Quando chega a hora de a cobra morder o próprio rabo, é aí que óbvio aparece. Porque aqui não se conta história, aqui se articula fatos e conjunturas, aqui o negócio é pensar, não é para qualquer um. Não, meus amigos, não se trata de soberba, não se trata de arrogância. Mas de conhecimento de causa, em forma e conteúdo. Basta comparar. Vem daí, talvez, a fúria de alguns leitores, que, com certa razão chiaram a valer. Eles têm razão. O leitor, aliás, sempre tem razão, mesmo quando não entende. Porque, se isso acontece, a culpa é de quem escreveu, que não conseguiu ser claro o bastante. Ou, sabe-se lá, escreve para “iniciados”, com uma das mãos no teclado e um dicionário na outra. Sim, meus amigos, como diria Otto Lara Rezende, “escrever é de amargar”. Não é para qualquer um. Não é para a vizinhança estéril.

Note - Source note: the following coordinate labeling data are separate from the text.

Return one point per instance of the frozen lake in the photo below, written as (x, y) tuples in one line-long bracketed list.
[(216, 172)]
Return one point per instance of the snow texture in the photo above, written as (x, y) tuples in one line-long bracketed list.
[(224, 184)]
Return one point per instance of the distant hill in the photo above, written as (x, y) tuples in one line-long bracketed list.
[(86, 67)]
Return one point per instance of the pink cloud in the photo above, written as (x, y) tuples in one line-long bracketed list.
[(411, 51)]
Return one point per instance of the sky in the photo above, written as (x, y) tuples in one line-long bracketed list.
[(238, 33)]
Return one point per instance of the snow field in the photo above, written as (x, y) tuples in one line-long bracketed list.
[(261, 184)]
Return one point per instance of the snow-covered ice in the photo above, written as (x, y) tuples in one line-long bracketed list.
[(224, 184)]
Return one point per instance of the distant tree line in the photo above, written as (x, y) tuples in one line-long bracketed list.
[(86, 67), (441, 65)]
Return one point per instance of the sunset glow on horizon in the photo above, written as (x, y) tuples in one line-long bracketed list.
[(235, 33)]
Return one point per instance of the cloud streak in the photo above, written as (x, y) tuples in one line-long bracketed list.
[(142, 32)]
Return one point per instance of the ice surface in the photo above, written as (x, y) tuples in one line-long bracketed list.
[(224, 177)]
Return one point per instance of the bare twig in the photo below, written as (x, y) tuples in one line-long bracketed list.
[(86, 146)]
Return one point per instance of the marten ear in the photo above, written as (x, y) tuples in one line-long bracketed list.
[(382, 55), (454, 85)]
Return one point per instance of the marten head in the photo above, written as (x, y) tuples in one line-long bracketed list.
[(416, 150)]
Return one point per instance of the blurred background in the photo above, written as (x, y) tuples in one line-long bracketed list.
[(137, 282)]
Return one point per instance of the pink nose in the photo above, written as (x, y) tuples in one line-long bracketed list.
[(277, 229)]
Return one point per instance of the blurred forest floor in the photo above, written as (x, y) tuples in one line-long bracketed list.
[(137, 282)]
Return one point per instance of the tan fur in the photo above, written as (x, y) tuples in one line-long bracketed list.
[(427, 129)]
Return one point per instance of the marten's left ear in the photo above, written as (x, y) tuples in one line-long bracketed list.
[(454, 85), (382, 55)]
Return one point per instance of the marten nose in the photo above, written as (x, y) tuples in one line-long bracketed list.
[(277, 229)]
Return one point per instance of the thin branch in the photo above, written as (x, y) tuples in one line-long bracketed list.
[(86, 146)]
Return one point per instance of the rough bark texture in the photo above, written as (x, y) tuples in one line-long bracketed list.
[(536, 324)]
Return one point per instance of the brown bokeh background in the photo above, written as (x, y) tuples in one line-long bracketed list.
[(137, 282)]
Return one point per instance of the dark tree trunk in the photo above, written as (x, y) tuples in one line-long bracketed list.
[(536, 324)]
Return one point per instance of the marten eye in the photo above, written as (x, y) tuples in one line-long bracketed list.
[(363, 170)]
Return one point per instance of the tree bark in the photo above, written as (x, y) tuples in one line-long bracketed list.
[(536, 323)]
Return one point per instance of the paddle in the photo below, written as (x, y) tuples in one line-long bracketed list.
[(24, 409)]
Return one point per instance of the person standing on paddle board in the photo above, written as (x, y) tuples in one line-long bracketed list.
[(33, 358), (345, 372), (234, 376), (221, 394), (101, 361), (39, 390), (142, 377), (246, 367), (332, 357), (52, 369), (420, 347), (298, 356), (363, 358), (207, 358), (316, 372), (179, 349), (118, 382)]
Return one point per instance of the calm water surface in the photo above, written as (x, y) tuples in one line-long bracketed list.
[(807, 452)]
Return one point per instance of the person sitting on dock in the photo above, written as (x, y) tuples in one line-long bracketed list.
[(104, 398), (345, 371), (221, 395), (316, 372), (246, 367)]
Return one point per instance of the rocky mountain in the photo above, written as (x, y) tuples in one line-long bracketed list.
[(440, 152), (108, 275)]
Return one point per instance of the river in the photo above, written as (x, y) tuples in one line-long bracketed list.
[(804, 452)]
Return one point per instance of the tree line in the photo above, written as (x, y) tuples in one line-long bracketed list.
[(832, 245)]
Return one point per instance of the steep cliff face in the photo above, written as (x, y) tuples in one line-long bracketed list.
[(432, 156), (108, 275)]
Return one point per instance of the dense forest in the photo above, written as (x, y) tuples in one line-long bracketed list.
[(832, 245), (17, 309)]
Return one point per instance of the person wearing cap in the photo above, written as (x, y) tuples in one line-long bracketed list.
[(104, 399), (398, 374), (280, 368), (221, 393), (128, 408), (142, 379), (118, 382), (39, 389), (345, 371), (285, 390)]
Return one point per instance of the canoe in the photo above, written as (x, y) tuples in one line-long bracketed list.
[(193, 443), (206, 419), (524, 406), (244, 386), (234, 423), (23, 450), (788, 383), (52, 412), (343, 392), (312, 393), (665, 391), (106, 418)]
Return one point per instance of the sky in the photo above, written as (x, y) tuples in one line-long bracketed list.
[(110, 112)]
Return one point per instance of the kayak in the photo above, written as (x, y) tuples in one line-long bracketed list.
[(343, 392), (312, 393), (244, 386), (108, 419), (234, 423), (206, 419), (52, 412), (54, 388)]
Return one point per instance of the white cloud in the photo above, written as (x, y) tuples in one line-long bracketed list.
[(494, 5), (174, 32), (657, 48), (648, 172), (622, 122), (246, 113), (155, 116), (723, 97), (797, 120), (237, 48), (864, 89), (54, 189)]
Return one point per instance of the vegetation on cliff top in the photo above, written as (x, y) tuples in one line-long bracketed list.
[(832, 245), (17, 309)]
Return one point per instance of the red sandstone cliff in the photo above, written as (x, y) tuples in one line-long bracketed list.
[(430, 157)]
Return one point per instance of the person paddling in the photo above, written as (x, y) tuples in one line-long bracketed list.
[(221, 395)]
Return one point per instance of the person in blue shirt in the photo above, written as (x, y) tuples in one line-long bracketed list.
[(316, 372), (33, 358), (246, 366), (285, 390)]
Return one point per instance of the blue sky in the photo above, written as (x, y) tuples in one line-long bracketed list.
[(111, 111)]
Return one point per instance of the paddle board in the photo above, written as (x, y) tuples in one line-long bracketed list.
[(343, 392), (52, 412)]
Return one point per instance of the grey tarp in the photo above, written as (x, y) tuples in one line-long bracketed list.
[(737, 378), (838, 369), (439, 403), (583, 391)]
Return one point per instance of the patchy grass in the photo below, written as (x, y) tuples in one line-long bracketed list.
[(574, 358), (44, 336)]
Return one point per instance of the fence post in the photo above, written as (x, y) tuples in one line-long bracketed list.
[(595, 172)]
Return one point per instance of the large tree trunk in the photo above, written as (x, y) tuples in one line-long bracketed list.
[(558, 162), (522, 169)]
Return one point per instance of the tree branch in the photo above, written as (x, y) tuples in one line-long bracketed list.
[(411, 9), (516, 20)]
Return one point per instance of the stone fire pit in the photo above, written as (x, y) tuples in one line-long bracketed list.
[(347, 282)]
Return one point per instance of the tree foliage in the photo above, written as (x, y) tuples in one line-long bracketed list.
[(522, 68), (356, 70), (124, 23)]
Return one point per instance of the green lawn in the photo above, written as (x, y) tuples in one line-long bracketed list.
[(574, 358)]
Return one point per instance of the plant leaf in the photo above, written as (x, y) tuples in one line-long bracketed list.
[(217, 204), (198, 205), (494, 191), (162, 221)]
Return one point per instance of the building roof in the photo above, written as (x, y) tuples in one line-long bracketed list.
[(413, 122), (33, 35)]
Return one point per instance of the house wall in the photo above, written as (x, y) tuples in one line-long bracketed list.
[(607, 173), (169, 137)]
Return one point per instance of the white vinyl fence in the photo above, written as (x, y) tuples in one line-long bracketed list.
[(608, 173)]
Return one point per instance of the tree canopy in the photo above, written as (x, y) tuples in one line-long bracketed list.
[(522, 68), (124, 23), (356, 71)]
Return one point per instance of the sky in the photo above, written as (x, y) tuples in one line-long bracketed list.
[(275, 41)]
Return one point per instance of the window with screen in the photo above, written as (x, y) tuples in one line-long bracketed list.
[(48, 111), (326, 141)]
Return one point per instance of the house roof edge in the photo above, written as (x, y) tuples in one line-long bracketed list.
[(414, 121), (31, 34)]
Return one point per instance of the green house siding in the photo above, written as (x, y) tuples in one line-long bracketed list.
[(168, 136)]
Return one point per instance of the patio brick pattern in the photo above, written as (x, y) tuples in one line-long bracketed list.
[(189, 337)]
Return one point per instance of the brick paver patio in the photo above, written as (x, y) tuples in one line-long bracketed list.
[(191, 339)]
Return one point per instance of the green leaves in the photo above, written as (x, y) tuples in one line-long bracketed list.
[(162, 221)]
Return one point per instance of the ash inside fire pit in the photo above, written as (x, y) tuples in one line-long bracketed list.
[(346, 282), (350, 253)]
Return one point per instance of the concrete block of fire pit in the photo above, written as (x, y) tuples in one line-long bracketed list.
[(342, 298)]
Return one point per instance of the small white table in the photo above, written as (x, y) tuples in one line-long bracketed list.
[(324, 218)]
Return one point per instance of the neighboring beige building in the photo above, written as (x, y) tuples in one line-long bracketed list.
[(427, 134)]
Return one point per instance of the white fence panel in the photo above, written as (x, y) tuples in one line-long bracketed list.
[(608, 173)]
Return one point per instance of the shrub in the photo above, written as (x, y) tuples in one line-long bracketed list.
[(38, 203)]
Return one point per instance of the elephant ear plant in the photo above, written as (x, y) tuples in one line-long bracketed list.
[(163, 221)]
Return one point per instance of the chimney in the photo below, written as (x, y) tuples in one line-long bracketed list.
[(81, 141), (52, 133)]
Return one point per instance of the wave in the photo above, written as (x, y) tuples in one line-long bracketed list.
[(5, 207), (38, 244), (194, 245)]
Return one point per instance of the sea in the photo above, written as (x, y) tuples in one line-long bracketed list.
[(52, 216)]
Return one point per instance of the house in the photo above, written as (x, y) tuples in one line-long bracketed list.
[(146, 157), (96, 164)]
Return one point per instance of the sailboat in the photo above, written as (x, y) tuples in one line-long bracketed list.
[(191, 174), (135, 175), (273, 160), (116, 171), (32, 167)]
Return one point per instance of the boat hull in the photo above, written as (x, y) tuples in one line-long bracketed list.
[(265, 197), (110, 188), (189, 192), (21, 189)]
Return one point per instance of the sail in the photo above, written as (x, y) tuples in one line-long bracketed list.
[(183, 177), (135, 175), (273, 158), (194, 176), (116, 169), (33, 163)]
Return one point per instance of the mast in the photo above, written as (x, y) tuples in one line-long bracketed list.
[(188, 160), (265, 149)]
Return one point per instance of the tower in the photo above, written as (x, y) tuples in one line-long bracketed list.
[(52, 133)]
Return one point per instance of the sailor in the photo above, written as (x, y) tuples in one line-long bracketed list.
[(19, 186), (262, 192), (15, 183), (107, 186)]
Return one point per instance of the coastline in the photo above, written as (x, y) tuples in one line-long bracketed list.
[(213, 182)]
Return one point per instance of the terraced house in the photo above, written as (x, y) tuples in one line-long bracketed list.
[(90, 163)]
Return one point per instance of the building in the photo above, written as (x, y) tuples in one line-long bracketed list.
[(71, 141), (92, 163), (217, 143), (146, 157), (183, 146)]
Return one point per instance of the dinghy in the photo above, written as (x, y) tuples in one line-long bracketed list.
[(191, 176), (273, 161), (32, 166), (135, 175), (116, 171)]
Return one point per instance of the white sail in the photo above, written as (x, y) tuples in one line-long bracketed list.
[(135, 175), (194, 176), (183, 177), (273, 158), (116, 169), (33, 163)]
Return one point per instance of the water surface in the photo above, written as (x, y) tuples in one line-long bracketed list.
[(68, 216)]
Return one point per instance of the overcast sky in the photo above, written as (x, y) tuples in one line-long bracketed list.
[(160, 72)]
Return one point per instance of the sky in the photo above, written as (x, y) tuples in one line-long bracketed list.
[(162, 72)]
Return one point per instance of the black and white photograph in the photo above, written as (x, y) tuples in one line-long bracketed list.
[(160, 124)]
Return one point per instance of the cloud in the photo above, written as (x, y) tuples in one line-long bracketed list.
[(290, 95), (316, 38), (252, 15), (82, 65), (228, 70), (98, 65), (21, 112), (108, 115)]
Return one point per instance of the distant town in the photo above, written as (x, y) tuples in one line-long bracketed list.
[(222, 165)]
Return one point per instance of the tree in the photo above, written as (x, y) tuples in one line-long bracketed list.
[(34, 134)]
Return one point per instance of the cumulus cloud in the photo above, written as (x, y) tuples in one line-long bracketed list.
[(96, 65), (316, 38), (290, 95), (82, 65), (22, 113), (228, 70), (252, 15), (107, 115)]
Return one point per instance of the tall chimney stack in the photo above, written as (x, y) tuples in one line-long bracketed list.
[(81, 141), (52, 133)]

Vejam como são as coisas, meus amigos. Eu aqui com tanta coisa para escrever, e tendo que andar em círculos por conta justamente do inconcebível mundo virtual. Tendo que deixar o rock, o objeto maior deste espaço, para dar, mais uma vez, luz a cego. Gritar num mundo de surdos. Tudo por causa da vizinhança estéril. Fico pensando, como já citei há um certo tempo, se Nelson Rodrigues fosse vivo. Ele, que sempre procurou e definiu tão bem a essência vil do ser humano, como se portaria diante da vizinhança estéril. Seria, certamente, contundente e implacável.

Até a próxima, e long live rock’n'roll!!!